Visible Invisible, Parasol Unit, London

Mind games, lies, deception – all are playfully and thoughtfully explored in this exhibition that sets off a new trend

How far exhibitions are creatures of their time is open to debate. Curators are as prone to personal history as they are to art history, the work they favour reflecting both the zeitgeist and their potty training.

Still, a show called Visible Invisible: Against the Security of the Real at London's Parasol Unit does make you wonder if there is something afoot in the world, the artists in it being uniformly concerned with deceit.

Art has always been tied up with deception. When Zeuxis painted grapes so real that birds were said to have come down to peck them, he was lying not once but twice: in trompe-ing the oeil in the first place, and in making up a story about it. (Birds cannot see in metaphor.) Abstraction, the varied squares of Malevich and Mondrian, set out to unshackle art from illusionism or, if you prefer, from lying. All painting sits on a line between Zeuxis and Malevich, between fooling the eye and refusing to do so.

So, what of artists who aim specifically for the mid-point of that line – who make work that flickers back and forth between illusionism and abstraction? In the days of high postmodernism, narrators of novels would stop mid-flow to remind you that they were narrators of novels, that what you were reading was fiction. The work in Visible Invisible does something else. Although pretty well all the artists in the show go in for pastiche, it is not with glib postmodern intent. Pastiche calls for an act of memory, a recognition of the thing pastiched. The best work in Visible Invisible – and it is a very good show full of very good work – offers you half-seen glimpses of things half remembered which prove not to be there when you come to look for them.

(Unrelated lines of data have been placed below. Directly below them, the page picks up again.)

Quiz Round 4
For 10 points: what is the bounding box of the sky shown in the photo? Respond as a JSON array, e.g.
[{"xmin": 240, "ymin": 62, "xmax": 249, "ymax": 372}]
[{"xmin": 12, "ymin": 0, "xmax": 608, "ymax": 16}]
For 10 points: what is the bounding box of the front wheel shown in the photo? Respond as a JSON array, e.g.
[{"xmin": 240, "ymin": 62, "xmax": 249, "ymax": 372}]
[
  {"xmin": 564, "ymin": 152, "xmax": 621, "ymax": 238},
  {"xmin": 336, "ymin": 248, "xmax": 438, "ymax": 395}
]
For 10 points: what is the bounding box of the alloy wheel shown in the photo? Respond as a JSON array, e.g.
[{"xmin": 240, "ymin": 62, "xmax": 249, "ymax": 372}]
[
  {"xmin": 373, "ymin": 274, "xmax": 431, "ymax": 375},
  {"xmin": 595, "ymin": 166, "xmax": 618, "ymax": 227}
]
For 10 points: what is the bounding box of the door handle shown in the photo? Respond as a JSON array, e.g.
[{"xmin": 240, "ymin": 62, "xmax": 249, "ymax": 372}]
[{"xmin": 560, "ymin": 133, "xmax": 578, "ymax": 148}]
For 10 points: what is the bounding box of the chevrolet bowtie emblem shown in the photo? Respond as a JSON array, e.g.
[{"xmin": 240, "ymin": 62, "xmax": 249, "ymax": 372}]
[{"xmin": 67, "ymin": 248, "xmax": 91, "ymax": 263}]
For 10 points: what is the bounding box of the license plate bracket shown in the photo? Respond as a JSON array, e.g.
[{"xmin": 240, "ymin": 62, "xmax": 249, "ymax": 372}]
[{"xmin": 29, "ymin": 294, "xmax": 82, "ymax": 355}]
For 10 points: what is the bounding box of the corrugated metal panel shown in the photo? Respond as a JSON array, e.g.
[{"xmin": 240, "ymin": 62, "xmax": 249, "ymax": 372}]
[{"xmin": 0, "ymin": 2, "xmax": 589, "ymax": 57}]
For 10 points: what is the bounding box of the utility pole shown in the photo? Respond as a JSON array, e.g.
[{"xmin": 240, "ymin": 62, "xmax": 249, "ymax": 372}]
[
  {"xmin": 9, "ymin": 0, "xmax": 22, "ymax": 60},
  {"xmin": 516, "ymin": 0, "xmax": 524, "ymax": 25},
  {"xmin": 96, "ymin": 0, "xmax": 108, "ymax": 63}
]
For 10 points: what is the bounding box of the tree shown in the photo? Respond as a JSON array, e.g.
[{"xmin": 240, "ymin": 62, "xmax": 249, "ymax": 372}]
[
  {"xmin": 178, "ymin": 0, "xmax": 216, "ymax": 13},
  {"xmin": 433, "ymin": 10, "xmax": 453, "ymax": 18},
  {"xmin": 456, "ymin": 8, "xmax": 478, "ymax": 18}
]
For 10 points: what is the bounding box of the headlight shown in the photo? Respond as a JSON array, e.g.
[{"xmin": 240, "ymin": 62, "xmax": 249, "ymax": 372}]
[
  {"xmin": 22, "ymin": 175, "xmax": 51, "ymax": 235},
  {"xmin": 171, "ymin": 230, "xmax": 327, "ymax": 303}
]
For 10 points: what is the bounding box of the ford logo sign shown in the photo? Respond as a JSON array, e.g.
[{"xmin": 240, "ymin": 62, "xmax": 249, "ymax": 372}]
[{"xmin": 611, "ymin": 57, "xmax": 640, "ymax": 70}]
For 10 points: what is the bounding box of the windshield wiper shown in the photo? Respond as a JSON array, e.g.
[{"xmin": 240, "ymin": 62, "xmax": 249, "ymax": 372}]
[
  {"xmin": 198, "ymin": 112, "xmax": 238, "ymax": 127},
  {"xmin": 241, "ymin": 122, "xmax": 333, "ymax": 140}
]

Take Katy Moran's Salter's Ridge, in acrylic on canvas and about a foot and a half square. It is intentionally overlookable – small, unframed – and yet its palette is reminiscent of Manet. Stare at the work and you expect to see a picnic on the grass. Except that you don't, because it isn't there: for all their hints at figuration, Moran's brush strokes are just that, sweeps of paint.

Much better known than Moran, Cecily Brown does the same thing in reverse. Her large triptych, Girl Eating Birds, looks at first to have been made in the heyday of Abstract Expressionism, its mosaic of forms and colours mere mark-making and gesture. In fact, they are more in the way of collage. Woven on the picture's surface are motifs that read as hands with pointing fingers, a human figure, sprigs of greenery, some kind of vessel. The triptych's three canvases run together as if to suggest a continuous narrative that isn't there. As with Moran, Brown plays games with memory, using our memory of looking at art to raise expectations and dash them.

Why? The nearest equivalent I can think of to what Brown and Moran are doing lies in the work of a short-lived movement of the mid-1930s called Objective Abstraction, championed by artists such as Rodrigo Moynihan who would later sign up to the Euston Road School. The aim of Objective Abstract work was to hint at representation the better to be non-representational. Only by allowing the possibility of illusion could an artist show that he was having no truck with it – that his art was about painting paint, not painting bowls of fruit.

In this, Objective Abstraction was modern in an old-fashioned way. The territory it explored had already been mapped by the Impressionists, and playing around with representation meant avoiding the scarier modernity of painters such as Ben Nicholson. Like Moynihan, Brown and Moran and the three other artists in Visible Invisible seem to define themselves against the prevailing modernisms of our day, not by being postmodern and jokey but by opening the Pandora's box of history. Bound up in their work is the story of art and the story of our looking at art: a work such as Salter's Ridge is a kind of Rorschach blot, our reading of it shaped by our own experience.

Perhaps the most surprising thing about the painting in this show (there is also strong work by the octogenarian Swiss sculptor, Hans Josephsohn) is just how painterly it is. For all their games with tradition, Brown and Moran handle their medium with a skill and sureness that buy into the past. Whatever questions they ask about where painting is going, they are certain that it is going somewhere. Objective Abstraction lasted a couple of years before hitting its own cul de sac. Let's hope this new trend lasts longer.